Confira a entrevista exclusiva com o diretor Tiago Vieira para O Cafezinho
Por que você optou por esse lançamento público na internet? Você pensou em alguma outra forma de distribuição ou exibição patrocinada?
Sempre tive o intuito de terminar essa trajetória na internet. Junto com a falta de outros apoios, patrocínio, etc., essa decisão acabou sendo inevitável.
A frase “um curta pra filha da puta botar defeito” que aparece nos créditos do filme é um recado para alguém ou possui algum significado especial?
Nada muito especial. Na verdade, pensei nela no momento em que estávamos sofrendo absurdamente para tentar realizar o filme, com uma grana muito abaixo da necessária. Daí sempre pensava que seria muito filho da puta alguém aparecer para falar mal do filme, sem saber absolutamente nada do que passamos para realizar. Enfim, seria um recado para essa pessoa, talvez. Além de nos proteger de alguma forma. Ninguém mais quis falar mal (risos).

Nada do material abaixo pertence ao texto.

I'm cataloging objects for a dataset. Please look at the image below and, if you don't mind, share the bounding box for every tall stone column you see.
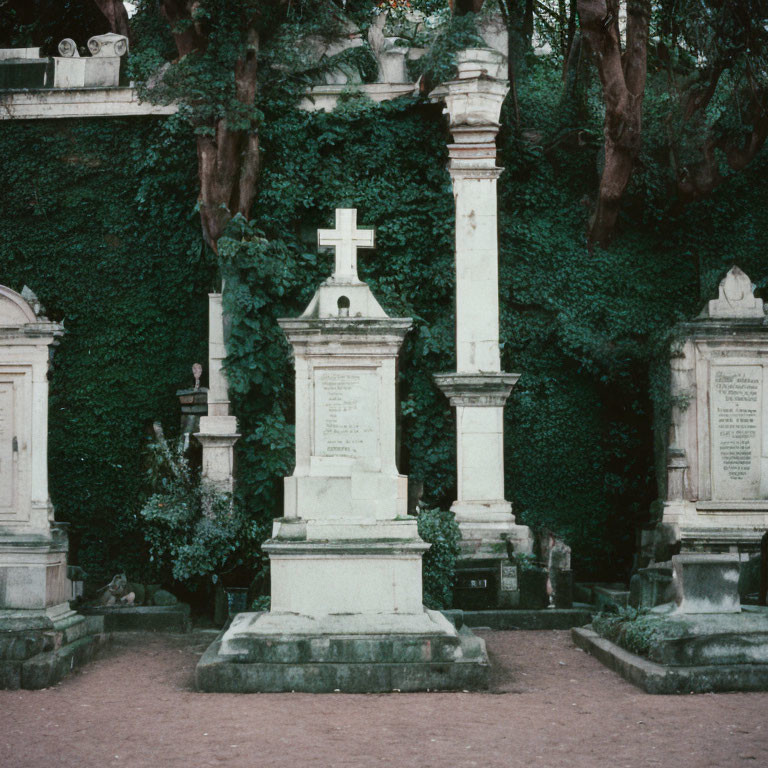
[431,49,532,572]
[195,293,240,492]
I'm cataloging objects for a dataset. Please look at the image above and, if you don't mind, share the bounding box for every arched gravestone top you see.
[0,285,39,328]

Em nosso primeiro contato via Facebook você me disse que estava sozinho novamente nessa fase, assim como em 2008. Em uma entrevista para o canal Curta! você diz que muitas pessoas foram se agregando no desenrolar da produção, parecendo uma equipe de longa-metragem. O que houve, afinal, para estar sozinho novamente?
Todas essas pessoas que citei participaram muito bem. Agora é um momento em que o trabalho está pronto e o restante não teria mesmo muito mais o que fazer comigo. A não ser se tivesse alguma relação mais afetiva com esse trabalho. Enfim, a realização terminou, mas ainda existe esse processo de cuidar do caminho do filme. E é nisso que estou sozinho de volta. Num filme que fosse feito por uma empresa produtora, com estrutura, certamente isso seria bem diferente.
Após quase oito anos da ideia original até o lançamento público de hoje, resumidamente: como é fazer cinema independente no Brasil?
Vixe, acho que ainda não sei. De vez em quando me pergunto se me meti na profissão correta para mim. Digo isso porque a realização cinematográfica infelizmente ainda é um meio de pessoas elitizadas. Quem não tem grana, como eu, sofre muito para tentar sobreviver dela: não tem salário formal, não começa em estágios padronizados, com cachês corretos, oportunidades iguais. Nem todos têm a chance de se manter profissionalmente fazendo cinema. Quem não tem grana precisa se virar com muitas outras coisas em paralelo. Isso, às vezes, pode acabar fazendo com que a pessoa não consiga avançar, mesmo ela tendo talento para a coisa. Trocando em miúdos, eu acho que não sei ainda.